Author: Agnel, H[yacinth] R (1799-1871)
Year: 1859
Publisher: D Appleton & Co
Place: New York
Description:
xiv+509 pages with three plates including frontispiece. Octavo (7 1/2" x 5"). Bound in original publisher's brown cloth with gilt stamping to spine pictorial front board. Frontispiece titled "The Money and the Gascon Chess Knight". This was issued annually from 1852 with only the date changing. (Hagedorn 59) (Van der Linde 736) Reprint issued as an Octavo.
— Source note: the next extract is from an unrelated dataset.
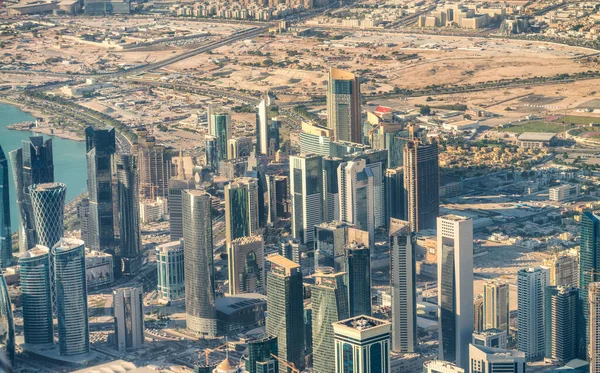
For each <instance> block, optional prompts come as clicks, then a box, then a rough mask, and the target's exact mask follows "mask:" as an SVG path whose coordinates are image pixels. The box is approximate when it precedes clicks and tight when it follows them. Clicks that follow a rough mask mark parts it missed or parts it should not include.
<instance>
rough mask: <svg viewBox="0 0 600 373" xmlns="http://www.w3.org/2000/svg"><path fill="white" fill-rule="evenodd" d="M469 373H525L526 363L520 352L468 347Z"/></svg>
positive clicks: (524, 354)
Hyacinth R. Agnel was a professor (taught French) and Army Colonel at the U.S. Military Academy at West Point and a chess problemist. In 1845, he formed the first chess club at West Point. He is the author of a chess book with perhaps the longest title: The Book of Chess containing the Rudiments of the Game, and Elementary Analysis of the Most Popular Openings, Exemplified in Games Actually Played by the Greatest Masters; Including Staunton's Analysis of the King's and Queen's Gambits, Numerous Positions and Problems on Diagrams, Both Original and Selected; Also a Series of Chess Tales, With Illustrations Engraved From Original Designs, The Whole Extracted and Translated From the Best Sources. The book was written in 1847 by Agnel and published in 1859 by D. Appleton and Company of New York. The book is 509 pages long. In 1848, he wrote Chess for Winter Evenings. It was later called Agnel's Book of Chess. Agnel was on the Committee on the Chess Code during the First American Chess Congress. He was a frequent chess opponent of General Winfield Scott. He died in 1871 and is buried at West Point.
Description:
Spine ends chipped, back inner hinge separated, corners bumped and rubbed. Over all a good copy.